Narcissistic Stupidity
It is only an inveterate narcissist who can commit such a stupidity of such monumental proportions. It also speaks of India’s institutional character (or weakness), which is so ready to buckle before the power. Leave aside Modi, it bespeaks badly of the calibre of the finance ministry mandarins, particularly the RBI governor Urjit Patel, who has not only failed to preserve the prestige of his office but also earned an ignominy of professional incompetence. It is unlikely that the monetary experts in RBI could not foresee the flawed economics of the decision but they obviously fell before the emperor’s will. Demonetization is no cure for corruption; it has been tried by rulers at various points in history but never with the currency used so widely common people.The last time Morarji Desai had demonetized a 1000 rupee note in 1978 which was hardly seen or accessible to the average Indians. It could be worth Rs 15,000 today in its purchasing power. It constituted just 0.6% of the money in circulation then as against in 86.4% today.
Modi during his foreign visits –or his election forays into Uttar Pradesh--always brags about his achievement of Jan Dhan Yojana (JDY), which is just an extension of what the previous UPA government had implemented through policies of financial inclusion. He forced the banks to open accounts just to score a Guiness World record. According to a survey conducted in July 2015, 33% of the customers indicated that their JDY account was not their first account and according to the World Bank report 72% of them have a zero balance. Another survey by World Bank-Gallup Global Findex Survey showed that about 43 percent of the total bank accounts in India are dormant. Even the RBI says that only 53% of Indians have bank accounts and much less really are operating them.

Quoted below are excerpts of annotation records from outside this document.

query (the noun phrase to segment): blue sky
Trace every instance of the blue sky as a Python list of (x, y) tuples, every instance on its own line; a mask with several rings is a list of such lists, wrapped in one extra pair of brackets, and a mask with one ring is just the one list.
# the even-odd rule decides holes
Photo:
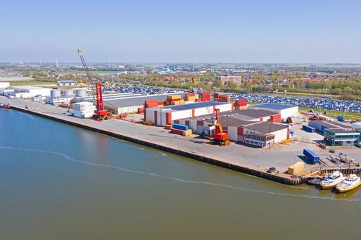
[(361, 1), (6, 1), (0, 61), (361, 62)]

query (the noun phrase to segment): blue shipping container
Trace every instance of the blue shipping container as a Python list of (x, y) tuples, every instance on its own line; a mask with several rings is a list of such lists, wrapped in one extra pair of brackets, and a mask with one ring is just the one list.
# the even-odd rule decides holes
[(305, 148), (303, 149), (303, 155), (307, 158), (309, 160), (312, 162), (312, 163), (318, 163), (320, 161), (320, 157), (318, 155), (313, 152), (309, 149)]
[(186, 131), (188, 130), (188, 127), (186, 125), (184, 124), (179, 124), (179, 123), (174, 123), (173, 124), (173, 128), (179, 129), (181, 130)]
[(304, 131), (308, 132), (316, 132), (315, 128), (312, 128), (307, 125), (303, 125), (302, 130)]

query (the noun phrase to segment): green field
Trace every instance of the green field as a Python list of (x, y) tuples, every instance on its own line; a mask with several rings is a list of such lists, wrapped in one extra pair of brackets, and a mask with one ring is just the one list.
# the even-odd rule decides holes
[[(299, 107), (298, 109), (309, 111), (309, 108)], [(343, 111), (333, 111), (331, 110), (318, 109), (318, 108), (314, 108), (314, 110), (316, 113), (320, 113), (322, 115), (326, 115), (326, 116), (329, 116), (331, 117), (337, 118), (338, 116), (341, 115), (341, 116), (344, 116), (344, 118), (347, 119), (361, 120), (361, 113), (349, 112), (343, 112)], [(324, 113), (325, 112), (326, 112), (325, 114)]]
[(23, 85), (50, 85), (56, 84), (55, 82), (39, 82), (39, 81), (12, 81), (8, 82), (10, 86), (23, 86)]

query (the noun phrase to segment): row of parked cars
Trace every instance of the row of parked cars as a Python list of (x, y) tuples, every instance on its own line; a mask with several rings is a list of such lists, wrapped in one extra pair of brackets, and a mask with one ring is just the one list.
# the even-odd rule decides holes
[[(152, 95), (159, 93), (176, 93), (179, 91), (174, 88), (160, 88), (144, 86), (120, 85), (116, 86), (105, 86), (104, 91), (142, 93)], [(294, 105), (309, 108), (327, 109), (336, 111), (361, 112), (361, 102), (342, 101), (333, 99), (317, 99), (296, 97), (268, 96), (256, 94), (229, 94), (232, 99), (244, 98), (248, 101), (263, 104), (279, 104)]]
[(336, 111), (361, 112), (361, 102), (332, 99), (301, 98), (295, 97), (267, 96), (255, 94), (230, 94), (232, 99), (244, 98), (248, 101), (263, 104), (294, 105), (309, 108), (327, 109)]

Most bank branches are moreover bunched in tier 1 and tier 2 cities and vast rural area is scantily served.
Only a narcissist could be deluded to dream of a cashless economy in India in such a situation. It is utterly stupid to think that such a decision could endear the BJP to the people.
Needless to say that the people at the lower strata like Dalits and Adivasis are the worst hit and they will never forgive the BJP for this move. The BJP has variously tried to project through its hanumans (Dalit leaders in their fold) that the demonetization decision was rather as per the advice of Babasaheb Ambedkar. It is a white lie. But even if Ambedkar had said such a thing in some context, can it override the actual sufferings of the masses or alter the nature of reality? It would have been better if the BJP had heeded to Ambedkar’s more pertinent advice that bigger than life size leaders in politics are the biggest danger to democracy.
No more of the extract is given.